The monumental student debt bill, growing by nearly $30 billion each quarter, is racing toward $2 trillion by as early as 2021 — less than a decade after street protests erupted over it surpassing $1 trillion in 2012.
“As long as the overall population continues to grow and as college tuition costs continue to rise, US student debt will keep growing,” said Vince Passione, founder and chief executive officer of LendKey, a digital lending platform facilitating student loans from credit unions and community banks.
“Since 2010 we’ve seen an abundance of federal loans being made widely available to students,” said Passione, the son of a New York City police officer, who graduated from college in 1983 and initially took a second job to quickly pay off his $20,000 in student loans.
“Anytime you make the free flow of credit with easy access to credit,” Passione added, “it inflates the asset class [rising tuition costs]. Look at the Great Recession: mortgages were made readily available, and you see what happened.”
In the last decade alone, student debt has surged by nearly 60 percent. And the latest forecast will only up the ante and financial pain. At this predicted growth rate, millions more are likely joining today’s cadre of 44 million American student-loan borrowers, with the average undergrad in 2017 owing $39,400, analysts say. On the extreme end of the spectrum, 101 US grads owe a minimum of $1 million each on loans, according to Department of Education data. “A couple of my friends in medical school owe about $200,000 each — that’s scary,” one recent grad, who declined to be named, told The Post.

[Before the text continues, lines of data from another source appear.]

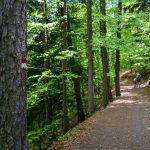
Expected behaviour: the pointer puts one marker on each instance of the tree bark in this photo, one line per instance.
(117, 65)
(90, 58)
(13, 127)
(63, 14)
(107, 95)
(75, 69)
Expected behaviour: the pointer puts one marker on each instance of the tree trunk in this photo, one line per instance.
(75, 69)
(13, 127)
(107, 95)
(63, 14)
(46, 61)
(117, 65)
(90, 57)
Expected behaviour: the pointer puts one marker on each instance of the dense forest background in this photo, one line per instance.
(76, 50)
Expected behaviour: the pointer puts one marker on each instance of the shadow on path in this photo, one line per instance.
(123, 125)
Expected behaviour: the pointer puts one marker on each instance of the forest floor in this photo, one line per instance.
(123, 125)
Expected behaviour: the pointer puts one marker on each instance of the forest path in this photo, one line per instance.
(123, 125)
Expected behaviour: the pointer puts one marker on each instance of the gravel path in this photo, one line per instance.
(123, 125)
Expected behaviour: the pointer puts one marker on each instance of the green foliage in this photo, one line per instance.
(45, 83)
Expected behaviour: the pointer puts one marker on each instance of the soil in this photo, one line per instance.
(123, 125)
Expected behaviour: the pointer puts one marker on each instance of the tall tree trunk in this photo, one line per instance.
(107, 96)
(63, 14)
(90, 57)
(13, 127)
(75, 69)
(46, 61)
(117, 65)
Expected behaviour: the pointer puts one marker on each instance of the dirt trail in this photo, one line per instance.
(123, 125)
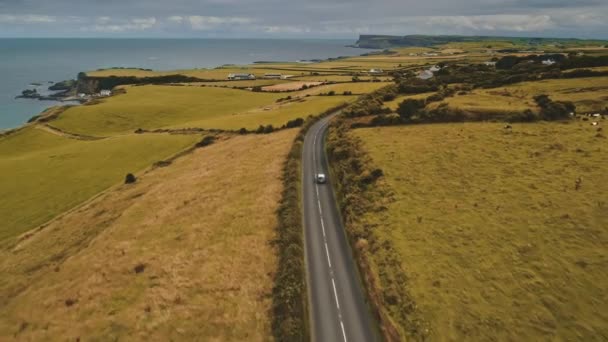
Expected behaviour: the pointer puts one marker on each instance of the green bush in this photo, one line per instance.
(208, 140)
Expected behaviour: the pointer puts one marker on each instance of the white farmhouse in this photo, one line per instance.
(425, 75)
(273, 76)
(234, 77)
(548, 62)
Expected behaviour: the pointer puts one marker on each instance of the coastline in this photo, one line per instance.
(17, 114)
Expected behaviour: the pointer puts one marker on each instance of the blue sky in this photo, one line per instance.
(301, 19)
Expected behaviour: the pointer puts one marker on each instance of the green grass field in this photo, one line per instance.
(357, 88)
(497, 240)
(275, 114)
(203, 230)
(151, 107)
(44, 174)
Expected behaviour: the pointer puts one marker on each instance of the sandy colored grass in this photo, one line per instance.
(342, 78)
(589, 94)
(44, 174)
(494, 238)
(203, 229)
(215, 74)
(394, 104)
(240, 84)
(291, 86)
(277, 114)
(488, 101)
(357, 88)
(151, 107)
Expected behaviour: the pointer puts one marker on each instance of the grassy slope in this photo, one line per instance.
(208, 265)
(275, 114)
(44, 174)
(588, 94)
(494, 238)
(152, 107)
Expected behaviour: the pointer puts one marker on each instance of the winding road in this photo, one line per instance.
(338, 310)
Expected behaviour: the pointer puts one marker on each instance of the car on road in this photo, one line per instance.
(320, 178)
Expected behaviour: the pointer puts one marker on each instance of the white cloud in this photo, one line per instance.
(103, 20)
(498, 22)
(198, 22)
(26, 19)
(110, 26)
(175, 19)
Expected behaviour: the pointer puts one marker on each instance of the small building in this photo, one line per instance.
(548, 62)
(425, 75)
(273, 76)
(234, 77)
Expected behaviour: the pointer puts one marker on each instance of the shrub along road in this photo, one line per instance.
(337, 303)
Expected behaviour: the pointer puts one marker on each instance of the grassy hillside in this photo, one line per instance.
(152, 107)
(275, 114)
(501, 234)
(44, 174)
(184, 254)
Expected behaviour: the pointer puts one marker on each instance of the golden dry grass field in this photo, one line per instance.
(588, 94)
(183, 254)
(44, 174)
(152, 107)
(502, 235)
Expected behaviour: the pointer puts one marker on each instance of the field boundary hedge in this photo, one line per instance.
(290, 320)
(359, 192)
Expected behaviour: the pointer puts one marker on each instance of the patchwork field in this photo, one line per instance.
(151, 107)
(276, 114)
(357, 88)
(44, 174)
(502, 235)
(215, 74)
(163, 259)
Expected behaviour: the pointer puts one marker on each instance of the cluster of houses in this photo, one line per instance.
(246, 76)
(428, 73)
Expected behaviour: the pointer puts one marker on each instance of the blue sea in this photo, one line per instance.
(27, 61)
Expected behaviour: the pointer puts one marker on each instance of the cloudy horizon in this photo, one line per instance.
(298, 19)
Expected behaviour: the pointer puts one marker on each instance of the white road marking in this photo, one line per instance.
(328, 258)
(314, 158)
(335, 293)
(323, 228)
(343, 332)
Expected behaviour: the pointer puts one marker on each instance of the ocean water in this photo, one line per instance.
(27, 61)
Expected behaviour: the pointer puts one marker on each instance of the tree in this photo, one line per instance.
(408, 108)
(130, 179)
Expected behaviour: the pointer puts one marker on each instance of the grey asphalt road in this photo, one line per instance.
(338, 310)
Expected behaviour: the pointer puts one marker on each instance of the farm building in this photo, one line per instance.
(425, 75)
(273, 76)
(233, 77)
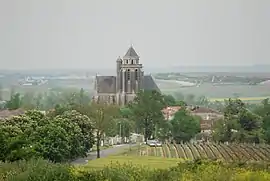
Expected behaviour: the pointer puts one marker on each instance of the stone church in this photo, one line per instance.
(129, 80)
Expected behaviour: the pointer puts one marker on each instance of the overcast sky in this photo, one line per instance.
(93, 33)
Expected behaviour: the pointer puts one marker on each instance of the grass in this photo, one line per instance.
(242, 98)
(151, 162)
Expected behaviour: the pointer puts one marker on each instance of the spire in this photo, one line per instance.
(131, 53)
(119, 59)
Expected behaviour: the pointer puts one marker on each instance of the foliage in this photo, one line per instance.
(184, 126)
(33, 134)
(239, 124)
(14, 102)
(146, 109)
(39, 170)
(226, 152)
(103, 119)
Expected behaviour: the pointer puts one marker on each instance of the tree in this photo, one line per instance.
(169, 100)
(239, 124)
(14, 102)
(184, 126)
(146, 110)
(263, 110)
(101, 116)
(61, 138)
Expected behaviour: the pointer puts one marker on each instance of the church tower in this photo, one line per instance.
(129, 77)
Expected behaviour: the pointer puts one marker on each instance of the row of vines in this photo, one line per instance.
(227, 152)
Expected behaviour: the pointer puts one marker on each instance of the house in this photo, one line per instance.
(129, 80)
(169, 112)
(208, 117)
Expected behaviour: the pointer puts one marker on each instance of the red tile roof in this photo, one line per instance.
(170, 111)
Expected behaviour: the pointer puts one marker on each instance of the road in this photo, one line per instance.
(103, 153)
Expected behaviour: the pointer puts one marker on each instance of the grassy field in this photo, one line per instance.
(231, 152)
(245, 99)
(171, 154)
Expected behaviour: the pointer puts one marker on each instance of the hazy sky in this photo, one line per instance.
(93, 33)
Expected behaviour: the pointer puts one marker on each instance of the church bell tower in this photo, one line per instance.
(129, 76)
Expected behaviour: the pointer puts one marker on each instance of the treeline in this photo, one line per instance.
(45, 100)
(69, 130)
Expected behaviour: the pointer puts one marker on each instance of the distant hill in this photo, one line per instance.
(255, 68)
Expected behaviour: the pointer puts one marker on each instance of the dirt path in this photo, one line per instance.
(103, 153)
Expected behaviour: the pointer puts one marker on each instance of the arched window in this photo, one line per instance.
(136, 74)
(128, 74)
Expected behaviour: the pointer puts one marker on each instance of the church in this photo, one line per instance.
(129, 80)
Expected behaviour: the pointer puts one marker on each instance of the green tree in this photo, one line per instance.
(102, 116)
(33, 134)
(184, 126)
(239, 124)
(14, 102)
(263, 110)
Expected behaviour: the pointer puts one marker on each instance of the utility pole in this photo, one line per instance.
(120, 132)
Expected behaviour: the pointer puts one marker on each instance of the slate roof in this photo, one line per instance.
(149, 83)
(131, 53)
(107, 84)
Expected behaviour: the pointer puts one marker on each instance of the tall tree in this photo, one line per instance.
(14, 102)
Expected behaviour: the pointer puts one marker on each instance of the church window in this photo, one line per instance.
(128, 74)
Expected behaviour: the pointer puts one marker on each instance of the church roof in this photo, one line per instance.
(149, 83)
(131, 53)
(107, 84)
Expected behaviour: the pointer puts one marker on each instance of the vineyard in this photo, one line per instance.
(228, 152)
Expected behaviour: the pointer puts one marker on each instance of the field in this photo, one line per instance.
(230, 152)
(245, 99)
(149, 161)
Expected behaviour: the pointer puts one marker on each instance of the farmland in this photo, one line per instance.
(227, 152)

One analyst expects a disaster when the bubble finally pops.
“This really is a frightening bubble which will have a negative impact on our whole economy and on student loan borrowers,” said Richard Farrington, a student loan debt expert at The College Investor, who calculates that total student loan debt of $1.54 trillion could cross the $2 trillion mark within the next three years.
“We read all the stats about millennials delaying big purchases and spending — and these stats have a lot to do with today’s student loan debt.”
Millions of student borrowers are already in default. And many young grads are staring at a lifetime of payments that will hamper their ability to buy homes and raise families.
After peaking at 69 percent at the top of the housing bubble in 2005, homeownership rates have fallen sharply in the US. And among millennials, the drop is especially acute.